The thought of "I didn't live, let my child live" is the reason for unhappiness!
Today, with the increase in the level of education, the number of working mothers has increased. Families with increasing economic power now spend more money on their children and spend less time on them. Especially as families become increasingly financially stronger, the idea of "I didn't survive, let my child survive" is at the center of families' lives, and they spare no expense for their children. However, this attitude causes children who are not happy, dissatisfied, do not know what they want, and individuals who will face many psychological problems in the future.

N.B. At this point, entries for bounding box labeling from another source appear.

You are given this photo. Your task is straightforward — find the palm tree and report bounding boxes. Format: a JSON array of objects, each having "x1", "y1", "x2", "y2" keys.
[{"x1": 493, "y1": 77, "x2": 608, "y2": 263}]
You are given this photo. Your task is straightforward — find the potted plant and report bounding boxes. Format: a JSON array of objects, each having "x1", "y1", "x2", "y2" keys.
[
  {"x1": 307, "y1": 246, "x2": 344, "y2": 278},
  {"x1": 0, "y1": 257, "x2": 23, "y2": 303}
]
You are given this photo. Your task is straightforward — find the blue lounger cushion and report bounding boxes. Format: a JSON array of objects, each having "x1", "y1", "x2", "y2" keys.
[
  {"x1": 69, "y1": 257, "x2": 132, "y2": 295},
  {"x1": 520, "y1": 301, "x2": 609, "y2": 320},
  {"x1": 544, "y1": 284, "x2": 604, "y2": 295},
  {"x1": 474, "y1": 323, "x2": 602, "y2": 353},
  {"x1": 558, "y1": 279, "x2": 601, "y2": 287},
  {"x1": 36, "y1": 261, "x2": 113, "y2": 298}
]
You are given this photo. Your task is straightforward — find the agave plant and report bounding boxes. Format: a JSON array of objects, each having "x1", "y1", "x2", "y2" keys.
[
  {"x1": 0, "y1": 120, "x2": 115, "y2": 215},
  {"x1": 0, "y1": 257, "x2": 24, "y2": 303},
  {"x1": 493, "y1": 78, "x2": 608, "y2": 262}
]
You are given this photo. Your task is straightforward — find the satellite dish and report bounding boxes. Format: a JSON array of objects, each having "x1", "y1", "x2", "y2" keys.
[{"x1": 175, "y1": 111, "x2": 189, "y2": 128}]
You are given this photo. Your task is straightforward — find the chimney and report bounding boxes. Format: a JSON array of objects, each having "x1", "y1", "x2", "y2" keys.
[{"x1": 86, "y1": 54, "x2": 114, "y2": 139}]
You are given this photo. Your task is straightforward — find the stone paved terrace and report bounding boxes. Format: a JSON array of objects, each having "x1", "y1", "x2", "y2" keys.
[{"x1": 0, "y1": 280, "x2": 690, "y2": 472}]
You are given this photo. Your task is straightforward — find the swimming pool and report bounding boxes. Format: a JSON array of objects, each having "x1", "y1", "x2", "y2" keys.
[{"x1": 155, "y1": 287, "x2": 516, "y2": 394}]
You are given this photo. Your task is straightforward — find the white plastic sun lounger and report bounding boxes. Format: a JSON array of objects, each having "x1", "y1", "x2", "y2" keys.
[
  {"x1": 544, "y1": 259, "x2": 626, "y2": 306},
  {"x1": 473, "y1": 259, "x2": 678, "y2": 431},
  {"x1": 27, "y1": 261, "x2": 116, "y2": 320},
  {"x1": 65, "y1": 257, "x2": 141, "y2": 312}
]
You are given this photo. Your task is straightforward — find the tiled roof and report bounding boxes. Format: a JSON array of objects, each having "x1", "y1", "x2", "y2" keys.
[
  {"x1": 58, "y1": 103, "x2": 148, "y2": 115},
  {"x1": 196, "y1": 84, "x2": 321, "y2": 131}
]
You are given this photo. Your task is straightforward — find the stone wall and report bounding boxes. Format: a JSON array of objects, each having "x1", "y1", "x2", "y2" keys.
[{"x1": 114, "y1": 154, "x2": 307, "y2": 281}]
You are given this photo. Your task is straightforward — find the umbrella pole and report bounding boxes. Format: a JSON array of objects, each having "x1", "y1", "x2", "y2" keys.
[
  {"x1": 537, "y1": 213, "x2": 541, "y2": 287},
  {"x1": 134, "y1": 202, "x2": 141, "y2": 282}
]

At this point, we have a few things to say. Like every parent, you want your children to be happy. Especially if you couldn't buy the red boots or car of your dreams when you were his age, if your father or mother didn't hug you very much, if you couldn't study in a private school, or if you couldn't buy everything you wanted when you went to the market.
There's no problem so far. However, the seemingly innocent sentence“I couldn't live, let my child live, let him/her not lack anything” later causes serious behavioral disorders.
How? >
- The child who always has everything he wants becomes unhappy, unsatisfied and restless. He cannot know exactly what will make him happy. Because before he realizes the value of what he has, another warner comes his way. This time, he turns to her, but gets tired of her as quickly as the others. Then you say "When I was your age, it was difficult to find a car, why don't you appreciate it, son, and don't thank me?"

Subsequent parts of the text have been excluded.